La guerra mundial del terrorismo y la inmigración

El Mundo, Luis María Anson, 06-07-2010

PUDO HACERLO y no lo hizo. Pudo decirlo y no lo dijo. Pudo explicar a los empresarios españoles que le rendían visita en el Vaticano, que sus antecesores, los Sumos Pontífices, los sumos hacedores de puentes, habían exigido, antes que el comunismo estéril, la justa distribución de la riqueza. La Rerum novarum de León XIII, fue ampliada cuarenta años después por Pio XII y robustecida un siglo más tarde por Juan Pablo II.

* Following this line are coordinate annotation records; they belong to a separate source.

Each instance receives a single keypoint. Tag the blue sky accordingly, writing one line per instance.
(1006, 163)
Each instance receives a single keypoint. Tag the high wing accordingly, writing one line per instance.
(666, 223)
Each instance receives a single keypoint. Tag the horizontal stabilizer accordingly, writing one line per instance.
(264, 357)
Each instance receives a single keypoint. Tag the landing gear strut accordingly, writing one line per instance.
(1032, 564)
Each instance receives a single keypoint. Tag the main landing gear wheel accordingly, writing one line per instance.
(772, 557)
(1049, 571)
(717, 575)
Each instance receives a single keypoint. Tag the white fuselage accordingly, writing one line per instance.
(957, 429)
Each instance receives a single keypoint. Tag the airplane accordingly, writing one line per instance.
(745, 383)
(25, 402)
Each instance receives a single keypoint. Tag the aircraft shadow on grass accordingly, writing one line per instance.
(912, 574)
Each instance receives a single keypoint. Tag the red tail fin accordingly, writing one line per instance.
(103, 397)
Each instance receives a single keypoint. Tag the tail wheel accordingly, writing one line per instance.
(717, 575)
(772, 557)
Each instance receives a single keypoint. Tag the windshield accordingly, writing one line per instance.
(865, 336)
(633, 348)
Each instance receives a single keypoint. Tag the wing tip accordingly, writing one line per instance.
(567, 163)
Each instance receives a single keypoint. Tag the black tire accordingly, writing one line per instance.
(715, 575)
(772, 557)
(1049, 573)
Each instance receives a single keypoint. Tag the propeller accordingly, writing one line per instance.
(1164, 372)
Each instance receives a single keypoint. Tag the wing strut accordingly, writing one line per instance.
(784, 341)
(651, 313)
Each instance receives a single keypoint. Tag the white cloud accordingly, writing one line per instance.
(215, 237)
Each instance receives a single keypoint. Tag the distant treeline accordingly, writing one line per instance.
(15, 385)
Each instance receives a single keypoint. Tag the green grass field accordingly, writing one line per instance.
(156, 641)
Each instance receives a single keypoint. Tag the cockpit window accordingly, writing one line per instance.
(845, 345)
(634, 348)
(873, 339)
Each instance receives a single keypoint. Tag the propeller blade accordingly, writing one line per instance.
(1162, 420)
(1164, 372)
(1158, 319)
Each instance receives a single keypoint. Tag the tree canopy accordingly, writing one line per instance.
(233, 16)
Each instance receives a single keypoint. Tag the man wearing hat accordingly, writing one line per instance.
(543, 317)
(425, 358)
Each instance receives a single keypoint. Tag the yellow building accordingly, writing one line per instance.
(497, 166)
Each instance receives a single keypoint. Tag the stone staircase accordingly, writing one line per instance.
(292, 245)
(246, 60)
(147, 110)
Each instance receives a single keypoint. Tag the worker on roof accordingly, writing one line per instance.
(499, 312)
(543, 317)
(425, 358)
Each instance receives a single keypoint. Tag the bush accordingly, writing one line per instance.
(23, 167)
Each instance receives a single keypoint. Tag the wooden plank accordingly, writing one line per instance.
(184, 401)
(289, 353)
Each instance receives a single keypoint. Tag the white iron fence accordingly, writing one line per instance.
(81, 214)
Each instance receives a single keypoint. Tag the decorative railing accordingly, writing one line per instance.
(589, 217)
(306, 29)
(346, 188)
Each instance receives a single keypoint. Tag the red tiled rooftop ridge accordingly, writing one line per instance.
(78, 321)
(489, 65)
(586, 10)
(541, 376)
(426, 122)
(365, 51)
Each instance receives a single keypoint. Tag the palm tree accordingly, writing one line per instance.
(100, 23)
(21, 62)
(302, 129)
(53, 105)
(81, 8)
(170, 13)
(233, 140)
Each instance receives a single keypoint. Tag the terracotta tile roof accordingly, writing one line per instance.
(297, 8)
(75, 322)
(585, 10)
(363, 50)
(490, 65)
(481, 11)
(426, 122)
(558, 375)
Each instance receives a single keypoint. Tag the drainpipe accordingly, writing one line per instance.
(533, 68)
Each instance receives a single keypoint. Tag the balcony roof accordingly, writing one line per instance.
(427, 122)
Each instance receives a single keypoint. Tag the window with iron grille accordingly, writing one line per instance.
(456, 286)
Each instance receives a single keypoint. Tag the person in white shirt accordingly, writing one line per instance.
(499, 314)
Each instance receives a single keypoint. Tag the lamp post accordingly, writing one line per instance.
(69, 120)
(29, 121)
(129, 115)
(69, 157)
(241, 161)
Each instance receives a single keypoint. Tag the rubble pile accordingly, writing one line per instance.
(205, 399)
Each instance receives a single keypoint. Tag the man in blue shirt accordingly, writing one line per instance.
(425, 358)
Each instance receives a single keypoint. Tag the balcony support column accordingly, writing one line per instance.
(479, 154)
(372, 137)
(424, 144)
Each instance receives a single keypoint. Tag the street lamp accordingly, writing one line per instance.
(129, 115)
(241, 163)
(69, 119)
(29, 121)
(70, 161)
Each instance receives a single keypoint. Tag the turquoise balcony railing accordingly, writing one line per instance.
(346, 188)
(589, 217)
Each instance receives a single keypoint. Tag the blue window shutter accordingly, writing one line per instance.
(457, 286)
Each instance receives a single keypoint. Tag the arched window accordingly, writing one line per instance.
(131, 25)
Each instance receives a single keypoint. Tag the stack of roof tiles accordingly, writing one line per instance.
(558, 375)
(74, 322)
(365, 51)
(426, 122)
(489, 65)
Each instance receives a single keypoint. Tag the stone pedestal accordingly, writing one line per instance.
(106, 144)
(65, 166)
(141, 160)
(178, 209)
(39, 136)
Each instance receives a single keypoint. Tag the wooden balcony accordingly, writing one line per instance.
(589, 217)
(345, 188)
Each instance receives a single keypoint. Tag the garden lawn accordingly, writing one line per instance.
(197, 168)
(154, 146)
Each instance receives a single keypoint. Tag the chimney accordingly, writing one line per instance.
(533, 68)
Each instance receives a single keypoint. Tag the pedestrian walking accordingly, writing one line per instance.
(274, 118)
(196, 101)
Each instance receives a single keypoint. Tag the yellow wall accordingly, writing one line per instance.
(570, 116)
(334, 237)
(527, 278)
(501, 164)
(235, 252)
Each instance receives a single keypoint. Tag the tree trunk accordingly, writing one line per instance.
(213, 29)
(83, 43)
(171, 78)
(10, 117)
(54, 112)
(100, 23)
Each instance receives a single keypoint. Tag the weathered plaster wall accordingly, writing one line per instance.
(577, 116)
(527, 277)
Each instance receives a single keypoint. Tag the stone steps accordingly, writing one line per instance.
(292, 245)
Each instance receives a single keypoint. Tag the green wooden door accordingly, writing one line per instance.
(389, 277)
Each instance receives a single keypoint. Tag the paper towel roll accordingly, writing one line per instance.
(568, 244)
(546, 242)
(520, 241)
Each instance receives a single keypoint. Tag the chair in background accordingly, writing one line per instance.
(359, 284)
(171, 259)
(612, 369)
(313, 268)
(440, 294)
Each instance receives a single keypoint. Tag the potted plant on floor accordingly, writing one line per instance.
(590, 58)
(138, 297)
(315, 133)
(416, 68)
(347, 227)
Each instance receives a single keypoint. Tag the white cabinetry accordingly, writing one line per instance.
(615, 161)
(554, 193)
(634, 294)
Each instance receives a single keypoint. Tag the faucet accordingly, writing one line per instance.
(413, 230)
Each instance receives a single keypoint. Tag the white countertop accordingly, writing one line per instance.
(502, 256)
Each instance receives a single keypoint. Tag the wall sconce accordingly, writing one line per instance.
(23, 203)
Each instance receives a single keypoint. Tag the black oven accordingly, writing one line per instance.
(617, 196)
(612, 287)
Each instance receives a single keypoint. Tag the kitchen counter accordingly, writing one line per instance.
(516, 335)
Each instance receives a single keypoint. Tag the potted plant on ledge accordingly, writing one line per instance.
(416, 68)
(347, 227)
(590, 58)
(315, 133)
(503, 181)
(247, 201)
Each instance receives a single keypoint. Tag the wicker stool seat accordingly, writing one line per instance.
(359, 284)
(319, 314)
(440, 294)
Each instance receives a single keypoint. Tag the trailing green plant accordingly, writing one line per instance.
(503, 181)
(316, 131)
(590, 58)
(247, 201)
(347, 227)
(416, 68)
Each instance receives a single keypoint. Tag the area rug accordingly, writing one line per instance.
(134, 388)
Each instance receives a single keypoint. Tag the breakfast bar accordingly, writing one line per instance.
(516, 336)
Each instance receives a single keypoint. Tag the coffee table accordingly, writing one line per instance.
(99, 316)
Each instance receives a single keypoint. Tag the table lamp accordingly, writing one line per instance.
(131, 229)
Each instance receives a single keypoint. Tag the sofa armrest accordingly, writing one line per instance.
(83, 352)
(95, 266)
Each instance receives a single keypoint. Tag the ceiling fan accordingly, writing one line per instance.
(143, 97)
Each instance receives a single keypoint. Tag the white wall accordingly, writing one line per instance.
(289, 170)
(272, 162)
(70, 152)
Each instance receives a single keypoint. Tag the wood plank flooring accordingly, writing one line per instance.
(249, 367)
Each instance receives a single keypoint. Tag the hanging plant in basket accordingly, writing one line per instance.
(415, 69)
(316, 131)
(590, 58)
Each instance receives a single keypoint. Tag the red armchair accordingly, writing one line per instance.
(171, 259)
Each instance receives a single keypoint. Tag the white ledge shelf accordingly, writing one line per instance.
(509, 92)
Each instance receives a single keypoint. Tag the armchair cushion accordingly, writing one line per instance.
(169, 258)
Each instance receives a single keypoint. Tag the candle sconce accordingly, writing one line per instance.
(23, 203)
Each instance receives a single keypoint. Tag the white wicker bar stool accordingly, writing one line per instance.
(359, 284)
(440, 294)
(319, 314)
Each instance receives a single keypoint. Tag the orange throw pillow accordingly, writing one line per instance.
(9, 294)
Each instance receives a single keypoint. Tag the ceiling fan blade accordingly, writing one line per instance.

Pudo, en fin, Benedicto XVI, subrayar ante el dinero español que el Vaticano lleva 50 años defendiendo también la justa distribución de la riqueza mundial. Fue Juan XXIII, el que planteó el gran desafío del siglo XXI en la Mater et magistra y en la Pacem in terris. Continuó con la exigencia Pablo VI en la Populorum progressio. Después Juan Pablo II en la Sollicitudo rei socialis. Más tarde Benedicto XVI en la Caritas in veritate. Y, sobre todo, millares y millares de curas y de monjas, sobretodo monjas anónimas al mejor estilo de Teresa de Calcuta, han convertido a la Iglesia Católica en la Iglesia de los pobres, atendiendo a los desfavorecidos del mundo, trabajando en los asilos de ancianos terminales, en los hospitales de sida, en los centros de infecciones, en las leproserías, allí donde nadie se atreve a estar.

Ya sé que decir todo esto produce un escozor inextinguible en los progresistas del caviar y el domperignon, en los comunistas de las soflamas demagógicas, en algunos infumables socialistas de palabras huecas y acción inexistente.

Es la Iglesia Católica la que exige a todos los poderosos de las naciones prósperas la justa distribución de la riqueza mundial. Mi maestro, Arnold J. Toynbee, explicó en 1974, poco antes de morir, que la Humanidad se enfrentaba a una III Guerra Mundial no convencional: la del terrorismo y la inmigración, si bien una parte de ésta resulta conveniente y necesaria.

Nadie, ni siquiera la Rusia soviética, podía desafiar el poderío militar de los aliados. El terrorismo, sí. Un pequeño grupo talibán, como la Al Qaida de Ben Laden, puede derrumbar las Torres Gemelas en el corazón de Nueva York, puede destruir Times Square, puede hacer estallar en el puerto de la capital del mundo un barco cargado de explosivos. Los ejércitos aliados ganan las guerras convencionales en unas semanas. Pero pierden la guerrilla del terrorismo en Vietnam, en Afganistán, incluso en Iraq.

Ninguna nación, en fin, del tercer mundo puede aspirar a invadir Estados Unidos, Francia o Alemania. La inmigración incesante de pateras y cayucos, las fronteras penetrables de las democracias, han introducido cifras escalofriantes de inmigrantes en Estados Unidos, Alemania o Inglaterra. La altiva Francia del Imperio colonial africano tiene ya un 20% de población inmigrante, con problemas tan profundos que la extrema derecha de Le Pen, apenas un 0,5% de votos, se encaramó en cifras de dos dígitos de ese sufragio real, irritado por la invasión inmigrante.

No nos engañemos. Como vaticinó Toynbee, estamos ya en la III Guerra Mundial no convencional. Es una torpeza combatir sólo con las armas, la violencia o las prohibiciones, el terrorismo y la inmigración. Tiene razón el Vaticano. Sólo la justa distribución de la riqueza puede contribuir a un nuevo orden social de paz y prosperidad para todos, en este mundo convulso que la tecnología ha convertido en la aldea global de McLuhan.

Luis María Anson es miembro de la Real Academia.